Sa captivité dure un an, jusqu'à son échange avec un général anglais. Entre-temps, il a envoyé au Directoire une lettre de protestation contre le coup d'État du 18 brumaire qui est arrivée sur le bureau du Premier Consul.

Napoléon Bonaparte ne lui en tient pas rigueur et lui confie le commandement de l'armée des Grisons avec laquelle il chasse les Autrichiens de l'Engadine (région du sud-est de la Suisse). Il est ensuite affecté à l'armée du Rhin et participe à la bataille d'Hohenlinden. Les liens qu'il tisse avec le général Jean Victor Marie Moreau lui attirent cette fois une suspicion qui le prive de commandement important jusqu'en 1805.

Cette année là, il investit Ulm puis opère dans le Tyrol.

En 1806, il est lancé à la poursuite des débris de l'armée prussienne après Iéna et obtient la capitulation du général Frédéric-Louis de Hohenlohe-Ingelfingen.

En 1807, on le trouve à Eylau et à Friedland où il reçoit une blessure.

Nommé gouverneur de Madrid en 1808, Grouchy réprime l'insurrection du 2 mai, sous les ordres de Joachim Murat.

1809 le voit, comte d'Empire encore récent, décider de la victoire à la bataille de Raab (14 juin) puis participer brillamment à la bataille de Wagram (6 juillet). Nommé colonel général des chasseurs à cheval de la Garde, il prend place désormais parmi les grands dignitaires de l'Empire.

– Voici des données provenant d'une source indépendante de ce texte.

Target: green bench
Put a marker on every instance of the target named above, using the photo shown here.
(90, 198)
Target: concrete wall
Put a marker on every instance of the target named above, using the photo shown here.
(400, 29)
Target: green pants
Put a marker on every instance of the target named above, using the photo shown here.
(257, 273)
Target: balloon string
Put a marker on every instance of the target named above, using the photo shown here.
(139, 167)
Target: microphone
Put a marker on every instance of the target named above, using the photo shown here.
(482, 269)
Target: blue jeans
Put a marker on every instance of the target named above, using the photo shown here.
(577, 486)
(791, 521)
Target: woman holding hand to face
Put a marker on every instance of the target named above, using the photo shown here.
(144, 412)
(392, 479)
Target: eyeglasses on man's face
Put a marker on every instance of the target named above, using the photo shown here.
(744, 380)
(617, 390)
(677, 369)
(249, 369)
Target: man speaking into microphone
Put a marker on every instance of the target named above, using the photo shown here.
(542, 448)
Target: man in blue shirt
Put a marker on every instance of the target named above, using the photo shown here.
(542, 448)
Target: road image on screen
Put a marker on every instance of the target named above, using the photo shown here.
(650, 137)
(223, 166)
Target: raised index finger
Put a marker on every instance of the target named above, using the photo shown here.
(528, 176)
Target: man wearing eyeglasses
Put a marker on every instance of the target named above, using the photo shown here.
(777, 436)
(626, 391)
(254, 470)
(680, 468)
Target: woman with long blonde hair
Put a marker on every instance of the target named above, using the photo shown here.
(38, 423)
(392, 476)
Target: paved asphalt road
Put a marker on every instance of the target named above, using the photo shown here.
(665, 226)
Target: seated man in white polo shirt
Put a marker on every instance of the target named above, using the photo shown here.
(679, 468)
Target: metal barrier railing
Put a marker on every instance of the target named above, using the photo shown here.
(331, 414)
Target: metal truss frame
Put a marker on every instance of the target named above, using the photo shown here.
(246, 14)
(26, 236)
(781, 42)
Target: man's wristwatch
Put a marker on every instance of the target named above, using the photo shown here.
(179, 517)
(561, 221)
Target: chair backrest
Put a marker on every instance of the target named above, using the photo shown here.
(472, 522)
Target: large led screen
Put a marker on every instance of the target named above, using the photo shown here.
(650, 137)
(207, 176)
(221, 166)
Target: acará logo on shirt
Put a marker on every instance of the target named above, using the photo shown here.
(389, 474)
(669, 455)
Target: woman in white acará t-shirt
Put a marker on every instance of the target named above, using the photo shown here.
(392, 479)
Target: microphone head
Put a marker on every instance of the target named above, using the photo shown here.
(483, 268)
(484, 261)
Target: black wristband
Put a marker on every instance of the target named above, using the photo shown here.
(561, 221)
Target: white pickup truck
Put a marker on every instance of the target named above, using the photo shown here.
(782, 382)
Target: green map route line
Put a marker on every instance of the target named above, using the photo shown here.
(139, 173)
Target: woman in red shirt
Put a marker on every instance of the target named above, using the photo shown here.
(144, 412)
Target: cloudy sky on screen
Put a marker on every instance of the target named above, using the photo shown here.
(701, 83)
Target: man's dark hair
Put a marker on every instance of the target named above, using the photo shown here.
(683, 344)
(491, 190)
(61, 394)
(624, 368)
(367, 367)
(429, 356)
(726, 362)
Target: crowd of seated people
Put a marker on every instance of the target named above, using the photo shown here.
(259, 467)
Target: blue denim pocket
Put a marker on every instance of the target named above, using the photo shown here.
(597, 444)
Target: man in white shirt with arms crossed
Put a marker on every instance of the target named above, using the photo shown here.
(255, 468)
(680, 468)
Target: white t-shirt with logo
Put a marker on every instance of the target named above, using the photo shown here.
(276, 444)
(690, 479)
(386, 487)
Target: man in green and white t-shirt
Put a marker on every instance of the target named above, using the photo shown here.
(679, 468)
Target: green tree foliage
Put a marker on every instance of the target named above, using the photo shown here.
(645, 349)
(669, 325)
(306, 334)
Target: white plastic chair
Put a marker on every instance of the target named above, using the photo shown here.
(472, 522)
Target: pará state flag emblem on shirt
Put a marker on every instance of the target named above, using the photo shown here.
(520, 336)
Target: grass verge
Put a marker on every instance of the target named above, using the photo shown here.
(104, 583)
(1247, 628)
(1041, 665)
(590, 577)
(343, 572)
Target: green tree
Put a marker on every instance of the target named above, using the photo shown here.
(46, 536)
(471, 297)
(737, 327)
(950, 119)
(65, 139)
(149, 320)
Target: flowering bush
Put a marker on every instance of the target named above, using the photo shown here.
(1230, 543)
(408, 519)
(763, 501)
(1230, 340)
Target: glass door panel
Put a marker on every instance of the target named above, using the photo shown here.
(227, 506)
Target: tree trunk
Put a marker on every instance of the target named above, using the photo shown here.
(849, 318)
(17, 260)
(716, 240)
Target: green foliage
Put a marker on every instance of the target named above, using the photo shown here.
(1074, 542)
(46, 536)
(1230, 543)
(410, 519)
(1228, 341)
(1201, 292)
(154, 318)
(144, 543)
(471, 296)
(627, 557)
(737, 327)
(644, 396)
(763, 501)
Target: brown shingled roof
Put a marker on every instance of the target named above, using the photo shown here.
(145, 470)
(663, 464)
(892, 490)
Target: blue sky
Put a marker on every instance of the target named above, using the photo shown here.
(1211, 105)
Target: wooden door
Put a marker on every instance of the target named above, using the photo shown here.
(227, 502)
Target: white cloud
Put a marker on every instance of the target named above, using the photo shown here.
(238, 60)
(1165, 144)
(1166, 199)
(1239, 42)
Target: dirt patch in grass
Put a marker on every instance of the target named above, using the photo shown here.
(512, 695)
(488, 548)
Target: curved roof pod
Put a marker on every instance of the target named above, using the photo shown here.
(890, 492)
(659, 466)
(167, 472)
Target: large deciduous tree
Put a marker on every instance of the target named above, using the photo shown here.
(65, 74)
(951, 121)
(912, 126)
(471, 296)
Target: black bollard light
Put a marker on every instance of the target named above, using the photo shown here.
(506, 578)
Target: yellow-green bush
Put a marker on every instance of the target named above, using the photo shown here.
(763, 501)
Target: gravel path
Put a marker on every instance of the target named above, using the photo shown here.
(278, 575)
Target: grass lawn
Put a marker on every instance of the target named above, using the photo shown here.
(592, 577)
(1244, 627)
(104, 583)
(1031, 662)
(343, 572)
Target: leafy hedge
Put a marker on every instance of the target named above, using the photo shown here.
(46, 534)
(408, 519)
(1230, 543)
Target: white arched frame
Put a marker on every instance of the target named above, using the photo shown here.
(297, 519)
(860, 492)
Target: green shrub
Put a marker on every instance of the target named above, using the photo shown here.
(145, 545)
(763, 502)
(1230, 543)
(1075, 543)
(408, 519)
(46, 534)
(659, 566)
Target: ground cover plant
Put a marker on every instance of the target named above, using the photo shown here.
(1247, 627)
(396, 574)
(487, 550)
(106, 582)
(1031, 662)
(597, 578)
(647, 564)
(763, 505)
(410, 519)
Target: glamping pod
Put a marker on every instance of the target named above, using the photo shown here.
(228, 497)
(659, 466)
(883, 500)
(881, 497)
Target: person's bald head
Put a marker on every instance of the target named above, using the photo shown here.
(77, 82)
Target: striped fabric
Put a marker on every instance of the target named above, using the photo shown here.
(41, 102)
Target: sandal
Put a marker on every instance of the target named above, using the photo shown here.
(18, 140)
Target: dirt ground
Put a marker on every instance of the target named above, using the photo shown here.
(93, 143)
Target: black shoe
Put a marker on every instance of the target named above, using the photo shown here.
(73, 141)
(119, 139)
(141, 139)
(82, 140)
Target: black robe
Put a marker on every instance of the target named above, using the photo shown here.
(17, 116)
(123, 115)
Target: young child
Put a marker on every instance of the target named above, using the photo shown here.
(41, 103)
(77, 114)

Lors de la campagne de Russie, Grouchy commande d'abord l'un des trois corps de cavalerie puis l'escadron sacré qui assure la protection de l'Empereur lors de la retraite. On lui doit en partie le succès de la Moskowa (7 septembre 1812), bataille au cours de laquelle il est blessé.

Il ne se bat pas en 1813, Napoléon 1er lui ayant refusé le commandement qu'il sollicitait dans l'infanterie.

Mais il reprend du service pour la campagne de France de 1814, à la tête de ce qu'il reste de cavalerie et sert à Brienne (29 janvier), La Rothière (1er février), Montmirail (11 février), Craonne (7 mars) où il est grièvement blessé.

Privé de son grade par Louis XVIII, il se rallie immédiatement à Napoléon au retour de l'île d'Elbe. Il reçoit le commandement de l'armée du Midi, avec laquelle il défait les troupes royalistes du duc d'Angoulème, et s'empare de ce prince, fils du Comte d'Artois et neveu du roi.

Il en est récompensé par le bâton de maréchal (15 avril 1815), l'ultime distribué par Napoléon Ier.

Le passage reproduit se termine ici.